Passaremos, então, a Parsons (1986), para quem não há nada na teoria de Frege que o obrigue a aderir à tese de que o conceito cavalo não é um conceito. Ademais, as razões que o levaram a dizê-lo eram frágeis e o fato de ele tê-lo dito gera uma distorção de sua própria visão. É possível comunicar o mesmo pensamento expresso por (1) ‘existe ao menos uma raiz quadrada de quatro’, de modo equivocado, dizendo (2) ‘o conceito raiz quadrada de 4 é satisfeito’. (2) é uma asserção não sobre o conceito designado por ‘ξ é uma raiz quadrada de 4’, mas sim sobre o objeto designado pela frase ‘o conceito raiz quadrada de 4’. Esse objeto representa aquele conceito, de sorte que (2) não pode asserir o mesmo a respeito desse objeto que (1) assere a respeito daquele conceito, uma vez que em (2) predica-se um conceito de primeira-ordem (i.e. ξ é satisfeito) e em (1) predica-se um conceito de segunda-ordem (i.e.

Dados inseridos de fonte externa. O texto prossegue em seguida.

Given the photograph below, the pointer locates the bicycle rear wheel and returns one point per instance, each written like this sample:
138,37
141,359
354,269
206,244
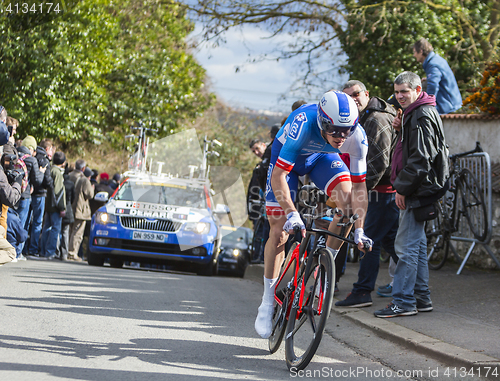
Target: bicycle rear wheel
282,308
308,316
474,207
258,241
437,242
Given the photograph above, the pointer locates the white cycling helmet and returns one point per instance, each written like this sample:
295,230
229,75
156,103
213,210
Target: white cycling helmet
337,114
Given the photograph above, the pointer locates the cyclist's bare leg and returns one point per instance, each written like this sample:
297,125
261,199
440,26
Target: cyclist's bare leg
341,194
274,251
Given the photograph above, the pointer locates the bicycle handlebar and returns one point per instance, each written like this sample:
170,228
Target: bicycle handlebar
478,148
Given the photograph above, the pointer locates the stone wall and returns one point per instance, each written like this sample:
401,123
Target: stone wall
462,132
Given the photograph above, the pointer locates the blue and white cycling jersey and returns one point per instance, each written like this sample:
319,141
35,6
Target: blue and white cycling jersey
300,149
301,136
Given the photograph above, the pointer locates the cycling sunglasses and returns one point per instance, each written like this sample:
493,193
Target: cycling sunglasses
335,131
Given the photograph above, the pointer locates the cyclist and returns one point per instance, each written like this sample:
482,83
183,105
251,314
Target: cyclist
310,142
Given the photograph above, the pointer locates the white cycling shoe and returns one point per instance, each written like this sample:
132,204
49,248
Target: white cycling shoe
264,321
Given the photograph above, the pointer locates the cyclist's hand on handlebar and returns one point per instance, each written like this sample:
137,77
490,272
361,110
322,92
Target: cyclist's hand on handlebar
364,243
293,221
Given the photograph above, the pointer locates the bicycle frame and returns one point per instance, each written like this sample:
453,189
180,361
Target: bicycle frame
299,254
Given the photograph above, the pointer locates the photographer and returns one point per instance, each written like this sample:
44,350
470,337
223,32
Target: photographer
10,190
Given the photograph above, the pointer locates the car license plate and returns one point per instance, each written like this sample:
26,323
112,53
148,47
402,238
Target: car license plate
145,236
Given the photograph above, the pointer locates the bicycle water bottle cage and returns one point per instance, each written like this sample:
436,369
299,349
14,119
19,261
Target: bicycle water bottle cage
310,195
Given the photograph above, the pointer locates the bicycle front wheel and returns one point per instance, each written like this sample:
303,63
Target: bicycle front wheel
310,310
474,207
284,295
437,242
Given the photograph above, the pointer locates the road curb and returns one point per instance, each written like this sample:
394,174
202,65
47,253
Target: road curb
390,330
447,353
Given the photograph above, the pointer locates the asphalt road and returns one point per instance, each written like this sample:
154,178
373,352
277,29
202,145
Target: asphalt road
71,321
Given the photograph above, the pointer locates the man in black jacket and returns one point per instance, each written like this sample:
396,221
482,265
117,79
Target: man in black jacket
35,178
10,193
43,154
381,223
419,173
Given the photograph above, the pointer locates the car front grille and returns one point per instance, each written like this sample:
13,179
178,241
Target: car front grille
141,223
156,247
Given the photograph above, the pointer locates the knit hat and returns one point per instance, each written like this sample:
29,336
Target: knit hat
58,158
29,142
4,133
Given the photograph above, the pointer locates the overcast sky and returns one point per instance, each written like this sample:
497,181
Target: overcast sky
258,86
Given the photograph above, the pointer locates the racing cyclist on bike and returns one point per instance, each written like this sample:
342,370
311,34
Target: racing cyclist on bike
310,142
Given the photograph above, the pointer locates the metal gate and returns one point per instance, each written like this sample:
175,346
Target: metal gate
480,165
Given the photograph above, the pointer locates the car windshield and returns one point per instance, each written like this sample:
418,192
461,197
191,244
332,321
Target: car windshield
162,193
237,236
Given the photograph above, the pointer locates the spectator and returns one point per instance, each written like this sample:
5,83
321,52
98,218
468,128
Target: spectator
12,125
102,186
93,178
258,147
441,81
10,194
35,176
419,179
78,171
115,181
69,218
16,234
55,207
43,155
381,223
84,191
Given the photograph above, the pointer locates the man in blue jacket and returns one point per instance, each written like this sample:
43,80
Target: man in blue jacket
441,81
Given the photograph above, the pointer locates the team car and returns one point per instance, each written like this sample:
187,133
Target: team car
158,220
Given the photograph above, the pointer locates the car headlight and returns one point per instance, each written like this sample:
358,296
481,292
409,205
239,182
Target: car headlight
198,227
105,218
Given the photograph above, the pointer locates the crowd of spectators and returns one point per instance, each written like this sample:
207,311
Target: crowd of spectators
45,201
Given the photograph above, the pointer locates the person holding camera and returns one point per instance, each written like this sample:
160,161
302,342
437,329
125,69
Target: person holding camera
55,206
10,189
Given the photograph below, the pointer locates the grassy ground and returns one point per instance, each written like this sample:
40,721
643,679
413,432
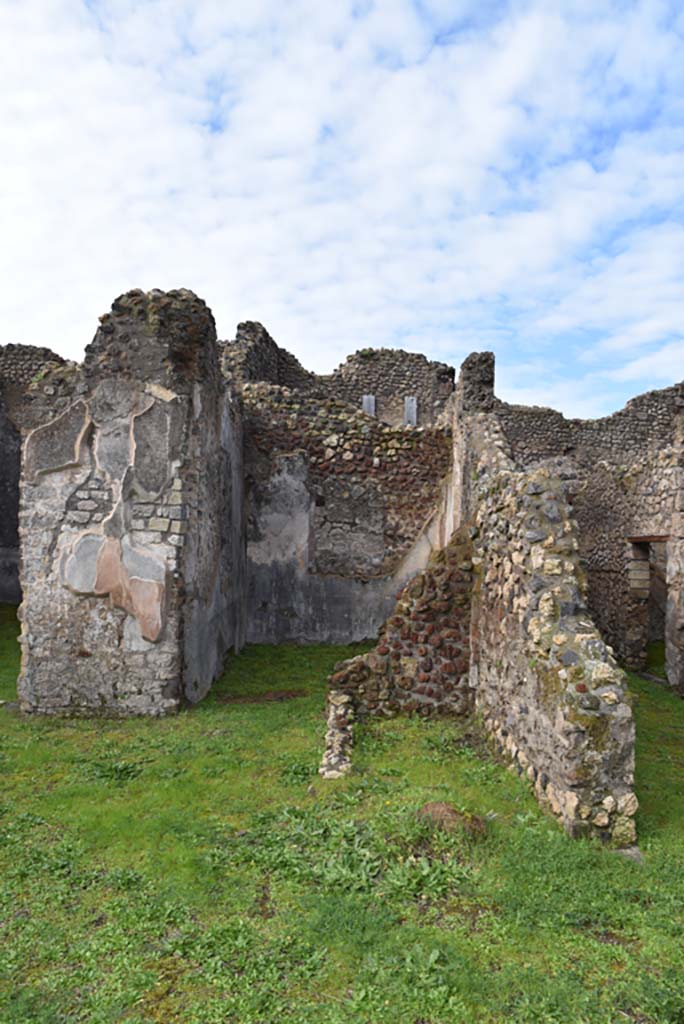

existe ao menos um Φ), de sorte que isso violaria a teoria de tipos de Frege. Segundo Parsons,

contudo, atribuir o conceito ξ é satisfeito ao objeto o conceito raiz quadrada de 4 em (2) deve ser equivalente a atribuir o conceito existe ao menos um Φ ao conceito ξ é uma raiz quadrada

de 4, dado que, como mencionamos, ambas as sentenças devem expressar o mesmo

pensamento. De fato, as sentenças diferem em suas componentes; porém, essa diferença deve ser, de algum modo, anulada. Para tanto, não apenas conceitos de primeira-ordem devem poder ser representados por objetos, mas também conceitos de segunda-ordem também devem poder ser representados por conceitos de primeira-ordem, sendo que tal representação funciona de tal sorte que a substituição uniforme de itens pelos seus respectivos representantes sempre preserva o valor de verdade da expressão resultante. Consideremos, ora, a sentença (3) ‘O conceito

cavalo é um conceito’. Seu sujeito se refere ao objeto que representa o conceito designado por

‘ξ é um cavalo’. Seu predicado, por sua vez, deve referir-se a um conceito de primeira-ordem que representa um conceito de segunda-ordem. ‘ξ é um conceito’ representa um conceito de segunda-ordem que é satisfeito por todos os conceitos de primeira-ordem, e somente por eles. Para tanto, o predicado ‘ξ é um conceito’ deve ser satisfeito por todos os objetos que representam conceitos de primeira-ordem, e somente por eles. O conceito cavalo, como vimos, é um objeto que representa um conceito de primeira-ordem. Disso se segue que a sentença (3) é verdadeira, e não falsa como Frege afirmara.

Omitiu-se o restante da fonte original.